18/11/2015 07:08 CET | Actualizado 18/11/2016 11:12 CET
John Moore via Getty Images
DEREK, SYRIA - NOVEMBER 13: Yazidi refugees watch as othes celebrate news of the liberation of their homeland of Sinjar from ISIL extremists, while at a refugee camp on November 13, 2015 in Derek, Rojava, Syria. Kurdish Peshmerga forces in Iraq say they have retaken Sinjar, with the help of airstrikes from U.S. led coalition warplanes. The Islamic State captured Sinjar in August 2014, killing many and sexually enslaving thousands of Yazidi women. (Photo by John Moore/Getty Images)

Después de los ataques que han tenido lugar en París, muchos políticos -entre ellos los gobernadores de los Estados norteamericanos de Alabama, Luisiana, Michigan y Texas- han exigido el cese del flujo de refugiados procedentes de Oriente Medio, alegando que estos procesos de acogida suponen una amenaza importante para la seguridad de Estados Unidos. Aquí van seis razones que demuestran que acabar con el reasentamiento de refugiados es una medida excesivamente conservadora y sin sentido:

1. Los terroristas de París no eran refugiados: Si el pasaporte sirio falso que se encontró cerca del cadáver de uno de los terroristas verdaderamente pertenecía al propio terrorista -algo que todavía no se ha demostrado-, podría decirse que se habría aprovechado del flujo migratorio hacia Europa; pero no que fuera un refugiado. Ni la ONU le asignó la condición de refugiado ni las agencias de inteligencia le investigaron, condición previa para ser refugiado en Estados Unidos, aunque no en Europa.

2. Los refugiados no se convierten en terroristas: El largo y extenso proceso por el que necesitan pasar todos los refugiados tiene un efecto disuasorio muy eficaz contra los terroristas. Desde 1980, Estados Unidos ha acogido a millones de refugiados, incluidos cientos de miles de personas procedentes de Oriente Medio. Ninguno ha cometido un acto de terrorismo y los procesos de control de seguridad han demostrado su capacidad de lidiar con amenazas de este tipo.

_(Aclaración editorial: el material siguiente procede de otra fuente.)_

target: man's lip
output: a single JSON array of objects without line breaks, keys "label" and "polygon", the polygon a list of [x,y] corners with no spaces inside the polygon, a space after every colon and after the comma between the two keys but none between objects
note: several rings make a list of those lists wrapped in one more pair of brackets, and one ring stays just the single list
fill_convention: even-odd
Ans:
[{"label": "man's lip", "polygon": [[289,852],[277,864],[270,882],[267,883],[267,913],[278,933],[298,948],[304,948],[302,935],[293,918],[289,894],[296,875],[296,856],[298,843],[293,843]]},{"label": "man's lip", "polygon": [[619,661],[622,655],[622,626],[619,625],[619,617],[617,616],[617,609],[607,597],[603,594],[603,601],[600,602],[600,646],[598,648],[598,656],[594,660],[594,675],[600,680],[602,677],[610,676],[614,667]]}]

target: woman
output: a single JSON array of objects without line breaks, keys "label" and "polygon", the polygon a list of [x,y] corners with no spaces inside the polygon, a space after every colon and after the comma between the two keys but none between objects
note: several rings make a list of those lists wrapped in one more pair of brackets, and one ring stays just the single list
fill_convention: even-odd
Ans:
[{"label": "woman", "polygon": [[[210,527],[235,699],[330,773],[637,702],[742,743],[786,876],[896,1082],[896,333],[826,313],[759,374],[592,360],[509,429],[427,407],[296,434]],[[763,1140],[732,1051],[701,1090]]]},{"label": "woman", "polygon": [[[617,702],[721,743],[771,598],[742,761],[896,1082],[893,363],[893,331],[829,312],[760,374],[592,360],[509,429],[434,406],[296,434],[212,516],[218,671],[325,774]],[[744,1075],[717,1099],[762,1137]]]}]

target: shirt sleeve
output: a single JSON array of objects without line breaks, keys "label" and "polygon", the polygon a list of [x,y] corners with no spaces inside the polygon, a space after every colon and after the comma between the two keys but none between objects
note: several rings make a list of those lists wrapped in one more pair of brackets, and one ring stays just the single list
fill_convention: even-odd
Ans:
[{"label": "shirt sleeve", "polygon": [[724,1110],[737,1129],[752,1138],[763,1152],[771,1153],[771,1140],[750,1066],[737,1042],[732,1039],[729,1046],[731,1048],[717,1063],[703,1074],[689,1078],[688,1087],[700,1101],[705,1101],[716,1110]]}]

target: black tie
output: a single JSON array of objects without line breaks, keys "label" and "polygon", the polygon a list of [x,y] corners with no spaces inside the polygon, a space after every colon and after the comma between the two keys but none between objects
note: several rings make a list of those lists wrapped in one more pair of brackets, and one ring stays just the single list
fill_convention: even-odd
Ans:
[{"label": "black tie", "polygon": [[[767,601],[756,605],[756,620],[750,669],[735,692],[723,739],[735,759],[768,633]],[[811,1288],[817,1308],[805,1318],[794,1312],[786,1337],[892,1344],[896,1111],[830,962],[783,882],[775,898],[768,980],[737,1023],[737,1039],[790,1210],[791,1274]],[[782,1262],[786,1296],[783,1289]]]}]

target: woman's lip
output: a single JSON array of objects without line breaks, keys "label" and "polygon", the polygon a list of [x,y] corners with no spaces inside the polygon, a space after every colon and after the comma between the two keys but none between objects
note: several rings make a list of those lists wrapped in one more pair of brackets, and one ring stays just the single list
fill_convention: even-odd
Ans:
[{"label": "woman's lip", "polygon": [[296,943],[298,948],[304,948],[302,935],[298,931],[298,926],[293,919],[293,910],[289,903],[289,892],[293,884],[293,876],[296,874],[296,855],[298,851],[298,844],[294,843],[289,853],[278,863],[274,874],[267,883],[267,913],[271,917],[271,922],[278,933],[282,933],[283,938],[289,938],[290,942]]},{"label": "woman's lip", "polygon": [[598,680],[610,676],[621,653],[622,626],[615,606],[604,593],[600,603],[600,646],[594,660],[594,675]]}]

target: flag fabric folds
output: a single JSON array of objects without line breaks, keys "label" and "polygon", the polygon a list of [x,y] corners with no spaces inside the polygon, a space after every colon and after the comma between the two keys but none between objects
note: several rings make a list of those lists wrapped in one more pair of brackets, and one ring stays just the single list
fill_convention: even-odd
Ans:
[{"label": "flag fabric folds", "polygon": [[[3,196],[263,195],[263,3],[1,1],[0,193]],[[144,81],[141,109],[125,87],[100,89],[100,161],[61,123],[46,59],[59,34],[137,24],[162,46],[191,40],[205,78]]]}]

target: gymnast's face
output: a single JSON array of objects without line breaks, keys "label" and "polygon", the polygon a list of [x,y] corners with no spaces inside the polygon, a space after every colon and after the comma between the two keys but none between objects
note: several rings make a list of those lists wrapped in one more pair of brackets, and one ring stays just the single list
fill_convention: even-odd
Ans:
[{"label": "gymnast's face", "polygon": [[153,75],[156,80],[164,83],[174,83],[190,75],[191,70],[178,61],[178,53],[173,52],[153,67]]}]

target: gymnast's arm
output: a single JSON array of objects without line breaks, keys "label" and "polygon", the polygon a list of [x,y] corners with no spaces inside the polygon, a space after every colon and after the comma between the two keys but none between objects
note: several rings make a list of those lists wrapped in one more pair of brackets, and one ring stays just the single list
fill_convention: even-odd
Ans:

3. Hay canales de migración a los que es más fácil recurrir que el proceso de admisión de refugiados: En otras palabras, todos los ataques terroristas en Estados Unidos de los últimos 35 años los han llevado a cabo personas que no eran refugiadas. Entraron al país sirviéndose de otros medios. Todos los secuestradores de los aviones utilizados en el 11-S recurrieron a visados de estudiante o de turista. Estos visados se pueden conseguir de una manera más fácil y rápida que el estatus de refugiado, cuya concesión se puede demorar hasta dos años después de una investigación de varias fases y de una recomendación personal por parte de la ONU. No tiene sentido que un terrorista intente conseguir el estatus de refugiado para realizar un atentado.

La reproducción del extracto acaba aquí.